About Fragile X Syndrome
Fragile X syndrome is the most common inherited cause of autism and intellectual disabilities. It affects people of all races and ethnicities, and has a higher incidence among males (1 in 4,000) versus females (1 in 6,000).
Fragile X syndrome is caused by a mutation in a gene known as FMR1. In the body FMR1 manufactures a protein known as FMRP that is essential for normal cognitive development. Each FMR1 gene contains a series of copies of two components of DNA, cytosine and guanine, presented in a specific sequence. The amount and usability of FMRP, in part, determine how severe the effects of fragile X will be.
The number of repeated sequences of this specific series of cytosine and guanine in the FMR1 gene varies from person to person. In healthy people who do not have the fragile X mutation, this series typically repeats between six and 40 times, with the average being about 30 repeats. In people with a mutated FMR1 gene, the sequence of cytosine and guanine may be repeated hundreds of times.
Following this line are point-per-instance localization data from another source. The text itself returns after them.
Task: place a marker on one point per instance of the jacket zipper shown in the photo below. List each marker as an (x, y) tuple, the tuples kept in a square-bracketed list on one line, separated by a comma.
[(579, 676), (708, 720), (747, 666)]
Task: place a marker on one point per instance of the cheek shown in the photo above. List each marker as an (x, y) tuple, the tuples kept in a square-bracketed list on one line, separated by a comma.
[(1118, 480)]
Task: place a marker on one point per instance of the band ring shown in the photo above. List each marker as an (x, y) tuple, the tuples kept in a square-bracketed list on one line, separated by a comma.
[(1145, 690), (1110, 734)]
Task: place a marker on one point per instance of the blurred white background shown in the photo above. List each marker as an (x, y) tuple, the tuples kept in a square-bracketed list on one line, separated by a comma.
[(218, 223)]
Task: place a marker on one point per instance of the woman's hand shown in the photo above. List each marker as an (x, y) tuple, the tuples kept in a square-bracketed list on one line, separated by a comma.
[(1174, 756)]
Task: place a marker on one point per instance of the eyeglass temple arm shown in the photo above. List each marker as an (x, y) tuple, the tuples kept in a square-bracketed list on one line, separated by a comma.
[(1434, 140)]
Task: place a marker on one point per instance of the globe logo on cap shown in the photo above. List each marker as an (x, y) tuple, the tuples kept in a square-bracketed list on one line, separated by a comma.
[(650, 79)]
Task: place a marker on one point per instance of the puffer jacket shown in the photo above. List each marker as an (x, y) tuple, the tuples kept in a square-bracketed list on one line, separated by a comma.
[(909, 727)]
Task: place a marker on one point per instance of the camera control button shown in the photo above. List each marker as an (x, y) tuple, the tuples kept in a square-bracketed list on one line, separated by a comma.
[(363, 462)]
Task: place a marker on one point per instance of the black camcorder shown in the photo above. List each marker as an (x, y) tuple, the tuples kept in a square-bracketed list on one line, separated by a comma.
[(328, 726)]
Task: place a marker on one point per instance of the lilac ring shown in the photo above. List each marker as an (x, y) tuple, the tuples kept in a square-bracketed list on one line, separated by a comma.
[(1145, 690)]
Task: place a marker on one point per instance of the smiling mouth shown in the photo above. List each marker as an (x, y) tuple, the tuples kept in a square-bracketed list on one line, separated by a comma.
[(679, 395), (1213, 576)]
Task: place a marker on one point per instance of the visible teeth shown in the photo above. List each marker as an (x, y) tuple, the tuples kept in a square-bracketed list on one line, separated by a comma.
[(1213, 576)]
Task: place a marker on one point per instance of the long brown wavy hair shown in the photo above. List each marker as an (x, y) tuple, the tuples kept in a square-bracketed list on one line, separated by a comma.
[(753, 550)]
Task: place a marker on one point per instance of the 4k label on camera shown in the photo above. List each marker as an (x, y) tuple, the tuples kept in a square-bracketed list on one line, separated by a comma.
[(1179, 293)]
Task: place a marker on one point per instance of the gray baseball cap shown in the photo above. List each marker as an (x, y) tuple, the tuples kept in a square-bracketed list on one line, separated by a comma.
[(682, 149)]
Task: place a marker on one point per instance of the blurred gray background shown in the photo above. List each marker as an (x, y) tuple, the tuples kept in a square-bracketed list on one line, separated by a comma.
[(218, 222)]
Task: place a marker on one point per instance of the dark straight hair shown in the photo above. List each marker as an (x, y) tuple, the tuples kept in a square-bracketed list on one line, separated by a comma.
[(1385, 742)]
When this occurs, the gene can be inactivated, making it unable to produce FMRP in sufficient quantities or at all.
Fragile X syndrome is a chronic disease with cognitive and neuropsychiatric symptoms including learning and memory deficits, hyperactivity, social anxiety, mood liability and other autistic behaviors. Physical features associated with fragile X syndrome include large and protruding ears, a long face and low muscle tone. When patients exhibit these symptoms, DNA testing is typically used to confirm a diagnosis.
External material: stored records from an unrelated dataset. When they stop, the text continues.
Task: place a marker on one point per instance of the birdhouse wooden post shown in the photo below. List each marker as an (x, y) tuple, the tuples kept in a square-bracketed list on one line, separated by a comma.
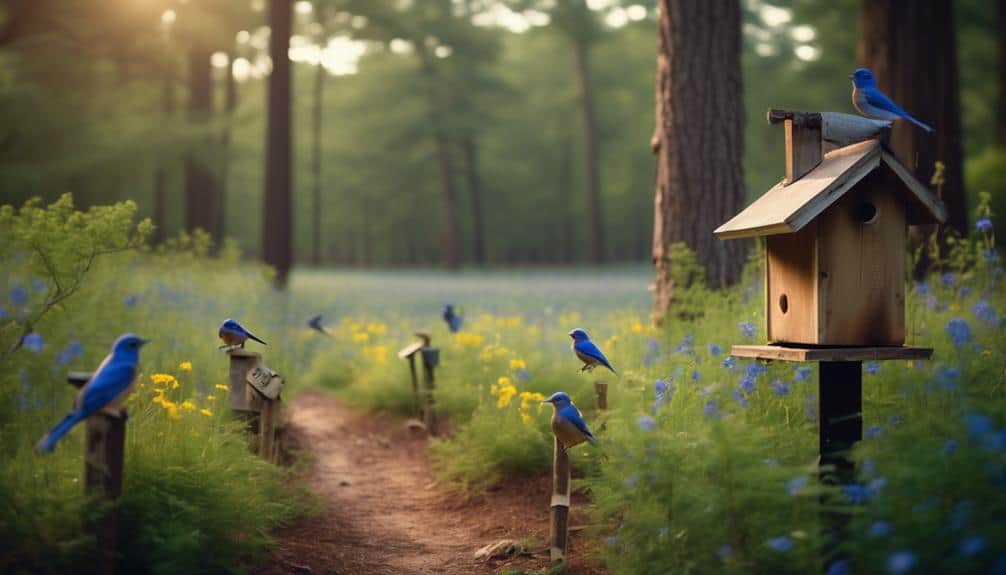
[(835, 231), (104, 454)]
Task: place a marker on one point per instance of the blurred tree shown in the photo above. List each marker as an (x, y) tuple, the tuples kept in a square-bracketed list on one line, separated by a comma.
[(277, 208), (912, 51), (698, 139)]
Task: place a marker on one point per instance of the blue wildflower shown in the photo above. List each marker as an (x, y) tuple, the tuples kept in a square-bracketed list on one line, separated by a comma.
[(780, 388), (33, 342), (901, 562), (782, 544), (959, 332), (18, 297), (747, 329), (972, 545), (879, 529), (712, 410), (795, 486)]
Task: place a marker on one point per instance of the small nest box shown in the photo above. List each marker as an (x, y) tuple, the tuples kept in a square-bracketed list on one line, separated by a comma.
[(836, 230)]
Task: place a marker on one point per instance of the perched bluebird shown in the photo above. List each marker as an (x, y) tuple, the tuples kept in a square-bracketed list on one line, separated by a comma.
[(872, 103), (315, 324), (107, 389), (453, 320), (234, 336), (567, 423), (588, 352)]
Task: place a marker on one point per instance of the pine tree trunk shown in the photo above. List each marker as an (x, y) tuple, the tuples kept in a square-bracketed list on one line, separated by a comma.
[(911, 49), (277, 222), (698, 140), (475, 191), (316, 164), (200, 192), (595, 226)]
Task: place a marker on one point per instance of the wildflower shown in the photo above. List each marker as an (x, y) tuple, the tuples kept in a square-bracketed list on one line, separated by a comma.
[(747, 329), (646, 423), (780, 388), (33, 342), (782, 544), (901, 562), (879, 529), (19, 297), (796, 486), (959, 332)]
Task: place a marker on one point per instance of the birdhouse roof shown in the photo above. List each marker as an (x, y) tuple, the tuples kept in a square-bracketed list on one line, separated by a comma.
[(788, 208)]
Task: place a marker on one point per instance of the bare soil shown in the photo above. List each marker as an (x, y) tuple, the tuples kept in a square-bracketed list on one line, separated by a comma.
[(383, 512)]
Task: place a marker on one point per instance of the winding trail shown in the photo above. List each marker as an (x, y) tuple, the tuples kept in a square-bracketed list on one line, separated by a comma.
[(382, 511)]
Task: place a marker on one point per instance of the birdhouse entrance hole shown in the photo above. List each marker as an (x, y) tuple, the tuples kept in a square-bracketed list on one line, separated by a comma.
[(866, 212)]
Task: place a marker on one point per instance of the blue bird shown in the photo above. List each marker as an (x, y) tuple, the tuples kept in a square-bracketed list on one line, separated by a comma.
[(234, 336), (588, 352), (567, 423), (107, 389), (453, 320), (872, 103)]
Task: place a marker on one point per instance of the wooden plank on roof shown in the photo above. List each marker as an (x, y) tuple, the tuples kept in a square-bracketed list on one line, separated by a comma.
[(785, 209)]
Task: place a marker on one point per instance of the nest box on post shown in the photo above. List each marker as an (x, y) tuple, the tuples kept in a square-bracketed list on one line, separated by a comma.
[(836, 232)]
There are currently no FDA-approved drugs indicated for the treatment of fragile X syndrome. Anticonvulsants, atypical anti-psychotics, SSRIs and stimulants are sometimes used to help manage symptoms of this disease.
Recent studies suggest that extracellular signal-regulated kinase (ERK) plays a critical role in synaptic plasticity (the ability of certain synapses to strengthen or weaken over time) and neurodevelopment. Fragile X syndrome is associated with increased activity of the Ras-extracellular signal-regulated kinase pathway (Ras-ERK), which can lead to abnormalities in neuronal connections. AMO-01 is an inhibitor of the Ras-ERK pathway. In pre-clinical efficacy studies, AMO-01 has been shown to rescue the neuronal phenotype of the FMR1 knockout in transgenic mouse models of fragile X syndrome. This provides strong scientific evidence to support the conclusion that inhibition of the Ras-ERK cascade may have therapeutic benefit in the treatment of fragile X syndrome in humans.
Wang, Zhu et al. 2012. J. Neurochemistry. 212(121), 672-679.